Nous ne voulons pas voir la masse salariale augmenter tandis que les effectifs diminuent. Nos bases sont sous tension, nous l'avons constaté à Mont-de-Marsan. Vous avez lancé, monsieur le ministre, une réflexion sur la restructuration de nos implantations. C'est indispensable mais l'accompagnement économique et social de telles réformes ne l'est pas moins.

La commission a également voulu renforcer les moyens du Parlement pour contrôler l'application de la loi de programmation militaire, non par défiance mais pour mieux vous soutenir, monsieur le ministre. J'aime l'arithmétique. Le Sénat s'était prononcé pour maintenir le budget de la défense à 1,5 % du PIB. Or, compte tenu de l'inflation, nous pourrions passer en-dessous de ce seuil d'ici 2019 alors qu'il faudrait plutôt tendre dès que possible vers 2 %.

La défense est la condition de la sécurité des Français. Nos forces, ces derniers mois, ont montré leur efficacité. Je souhaite que le Sénat sache se rassembler pour faire honneur aux femmes et aux hommes qui, dans nos armées, servent le pays, parfois jusqu'au sacrifice suprême. (Applaudissements)

M. Yves Krattinger, rapporteur pour avis de la commission des finances .  - La majorité sénatoriale s'étant retrouvée minoritaire en réunion, la commission des finances a formulé un avis défavorable au projet de loi. Toutefois, nous avons adopté à l'unanimité trois amendements.

Une loi de programmation ne lie ni le Gouvernement ni le législateur puisque la loi de finances, chaque année, détermine les crédits de la défense. Pour autant, elle a son importance : elle est une référence à laquelle chaque budget est comparé.

Préserver la sécurité nationale et le rang international de la France, développer nos capacités industrielles, rétablir les comptes publics : il est difficile de poursuivre ensemble les trois objectifs mais le texte y parvient. Il contribue au redressement des comptes publics, d'abord, avec une stabilisation des crédits en valeur au début de période et une stabilisation en volume en fin de période. Des ressources exceptionnelles viennent compenser la baisse de 500 millions de crédits en début de programmation. Elles baissent en fin de période, à mesure que les crédits budgétaires progressent, moins rapidement toutefois, de manière à préserver les investissements.

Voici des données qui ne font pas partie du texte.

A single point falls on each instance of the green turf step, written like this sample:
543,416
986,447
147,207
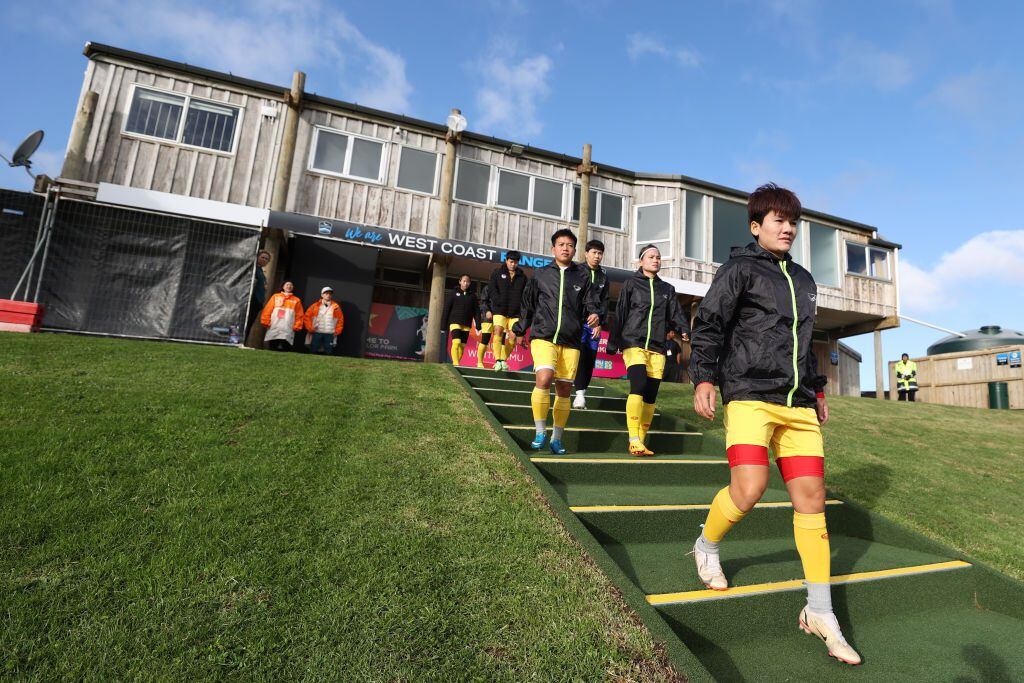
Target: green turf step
522,414
962,625
521,397
508,383
613,440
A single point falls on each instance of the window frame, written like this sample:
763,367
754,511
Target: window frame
385,155
437,164
867,261
623,219
636,227
529,195
181,123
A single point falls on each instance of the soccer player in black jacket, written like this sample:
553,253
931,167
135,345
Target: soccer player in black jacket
752,337
461,308
505,291
648,309
594,254
556,303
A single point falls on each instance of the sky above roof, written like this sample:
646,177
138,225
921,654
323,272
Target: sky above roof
900,115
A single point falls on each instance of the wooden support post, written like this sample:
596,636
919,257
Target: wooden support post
273,239
880,381
584,171
432,352
74,166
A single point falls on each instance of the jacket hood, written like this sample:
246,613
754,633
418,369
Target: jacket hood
755,250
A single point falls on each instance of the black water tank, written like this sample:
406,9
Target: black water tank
986,337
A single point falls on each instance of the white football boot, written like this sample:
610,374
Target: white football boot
826,628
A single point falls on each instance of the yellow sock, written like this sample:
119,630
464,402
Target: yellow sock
722,516
634,409
812,544
560,412
541,401
646,416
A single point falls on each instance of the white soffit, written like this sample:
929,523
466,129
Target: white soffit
151,200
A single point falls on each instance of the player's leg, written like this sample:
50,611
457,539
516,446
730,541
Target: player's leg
801,461
544,366
566,363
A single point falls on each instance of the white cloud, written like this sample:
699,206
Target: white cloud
969,272
512,90
641,44
263,40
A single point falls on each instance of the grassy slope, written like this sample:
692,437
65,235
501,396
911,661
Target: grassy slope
951,473
182,512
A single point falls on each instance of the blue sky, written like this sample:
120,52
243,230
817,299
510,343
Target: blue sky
902,115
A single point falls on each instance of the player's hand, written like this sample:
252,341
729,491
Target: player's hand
705,399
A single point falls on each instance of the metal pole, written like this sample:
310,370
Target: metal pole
432,352
585,169
880,383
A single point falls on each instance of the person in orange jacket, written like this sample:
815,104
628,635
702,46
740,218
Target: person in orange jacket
325,321
283,317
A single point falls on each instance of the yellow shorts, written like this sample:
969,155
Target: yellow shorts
503,322
790,431
653,360
562,359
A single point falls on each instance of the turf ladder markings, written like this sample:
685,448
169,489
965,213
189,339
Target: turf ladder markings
657,508
582,410
629,461
597,429
662,599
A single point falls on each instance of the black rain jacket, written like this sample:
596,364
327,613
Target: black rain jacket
647,309
752,334
557,303
505,292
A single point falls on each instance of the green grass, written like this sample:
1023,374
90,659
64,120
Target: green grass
182,512
953,474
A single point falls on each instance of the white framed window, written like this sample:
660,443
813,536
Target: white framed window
606,209
418,170
867,261
181,119
338,153
530,194
472,181
653,226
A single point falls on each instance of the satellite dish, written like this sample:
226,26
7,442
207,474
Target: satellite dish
25,151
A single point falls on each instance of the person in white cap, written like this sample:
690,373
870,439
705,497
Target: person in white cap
325,321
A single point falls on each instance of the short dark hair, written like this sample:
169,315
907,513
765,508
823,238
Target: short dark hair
770,197
564,232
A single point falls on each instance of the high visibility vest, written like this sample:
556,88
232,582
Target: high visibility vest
906,376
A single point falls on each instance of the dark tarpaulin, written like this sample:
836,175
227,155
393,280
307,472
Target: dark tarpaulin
121,271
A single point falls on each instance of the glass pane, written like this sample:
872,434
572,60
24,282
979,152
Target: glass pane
155,114
611,211
880,262
472,182
513,190
366,159
856,259
694,225
209,125
730,228
548,197
417,170
330,152
824,264
653,223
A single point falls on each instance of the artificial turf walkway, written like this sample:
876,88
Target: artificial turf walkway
915,608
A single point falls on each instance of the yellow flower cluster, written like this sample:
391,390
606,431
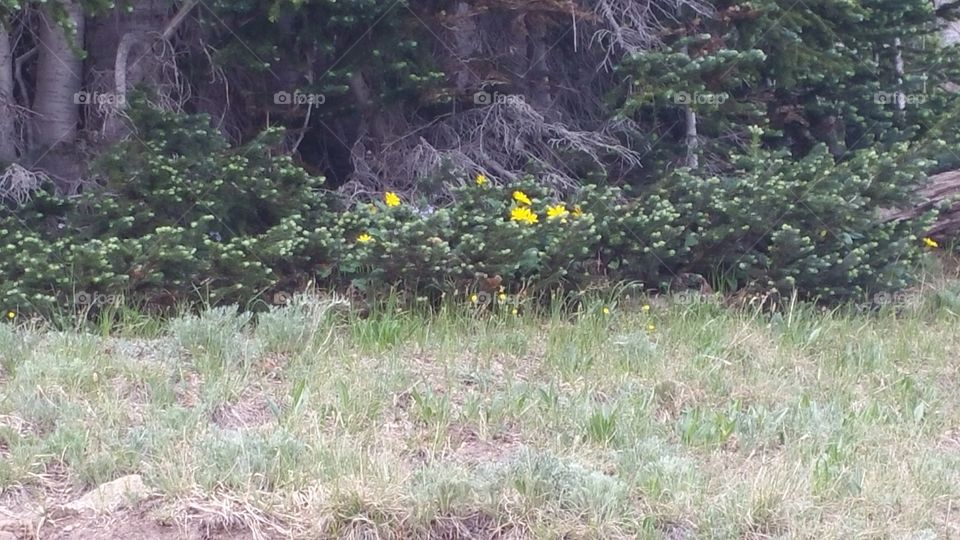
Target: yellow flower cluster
522,198
523,214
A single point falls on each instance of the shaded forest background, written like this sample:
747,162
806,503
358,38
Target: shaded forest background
685,102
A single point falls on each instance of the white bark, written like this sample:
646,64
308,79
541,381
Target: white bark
693,139
8,133
901,98
59,79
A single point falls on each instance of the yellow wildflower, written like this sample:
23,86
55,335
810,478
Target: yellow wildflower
524,214
557,211
521,198
391,198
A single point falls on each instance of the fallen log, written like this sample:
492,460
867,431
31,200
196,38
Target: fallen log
943,190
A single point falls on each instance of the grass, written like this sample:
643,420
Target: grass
684,421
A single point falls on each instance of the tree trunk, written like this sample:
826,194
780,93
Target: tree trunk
8,133
692,139
59,79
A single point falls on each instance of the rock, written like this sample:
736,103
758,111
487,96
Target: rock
112,495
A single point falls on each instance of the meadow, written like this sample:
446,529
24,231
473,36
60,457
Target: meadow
616,417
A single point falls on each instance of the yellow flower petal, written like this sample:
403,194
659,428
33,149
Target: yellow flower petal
557,211
521,198
523,214
391,198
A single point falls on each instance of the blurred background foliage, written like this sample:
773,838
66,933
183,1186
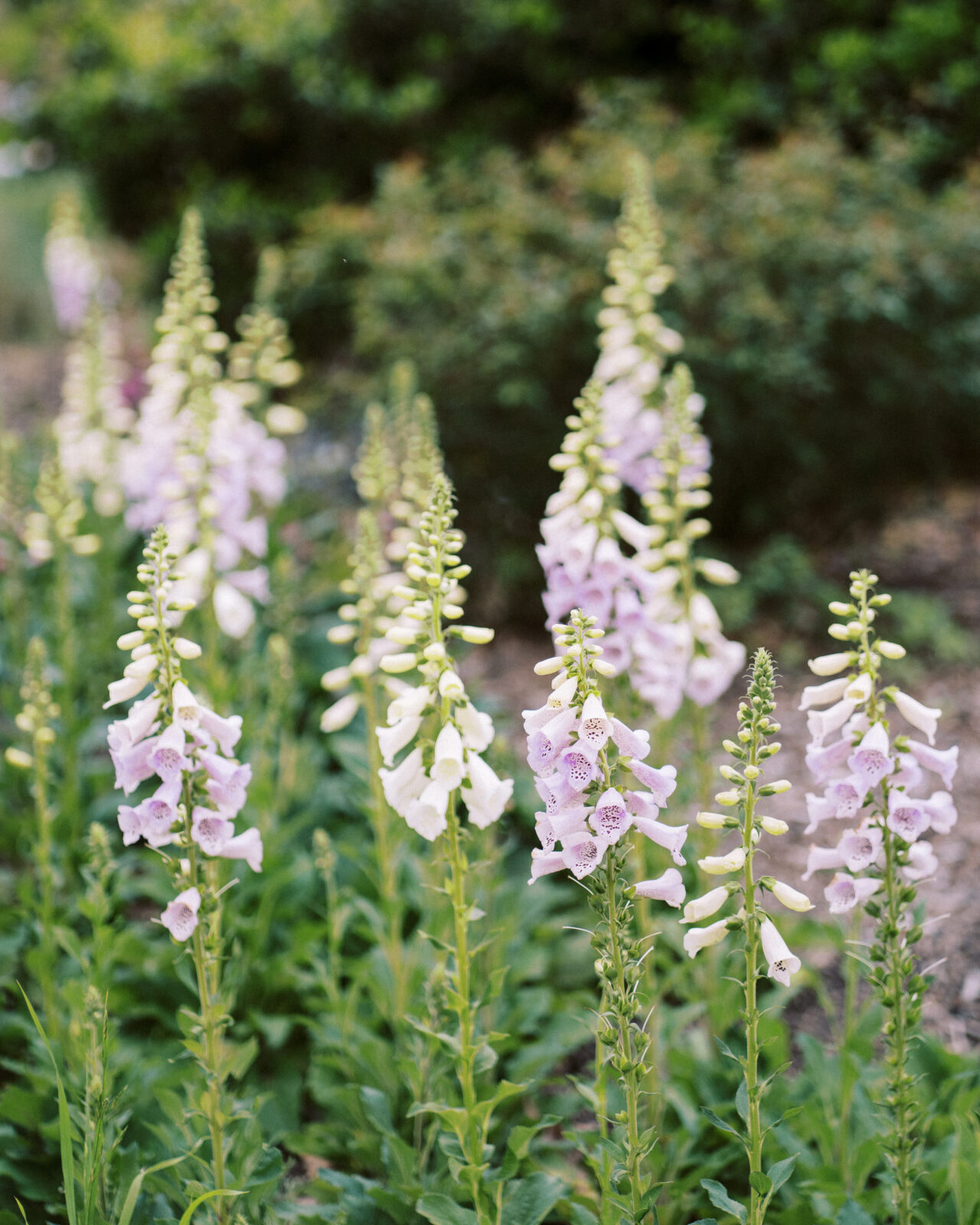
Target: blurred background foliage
445,177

L'enjeu est la sincérité de la programmation, vous l'avez dit le 10 septembre 2013, monsieur le ministre. La trajectoire est soutenable pourvu que certaines conditions soient remplies. D'abord, des économies doivent être réalisées sur la masse salariale. Les dérapages constatés lors de la précédente programmation avaient obligé à tailler dans les crédits d'équipement. Pour que cela ne se répète pas, nous proposons de définir, dans le rapport annexé à la loi de programmation militaire, une trajectoire baissière de la masse salariale. C'est d'autant plus nécessaire que le ministère est en auto-assurance sur les crédits du personnel.

M. Jean-Louis Carrère, président et rapporteur de la commission des affaires étrangères.  - C'est vrai.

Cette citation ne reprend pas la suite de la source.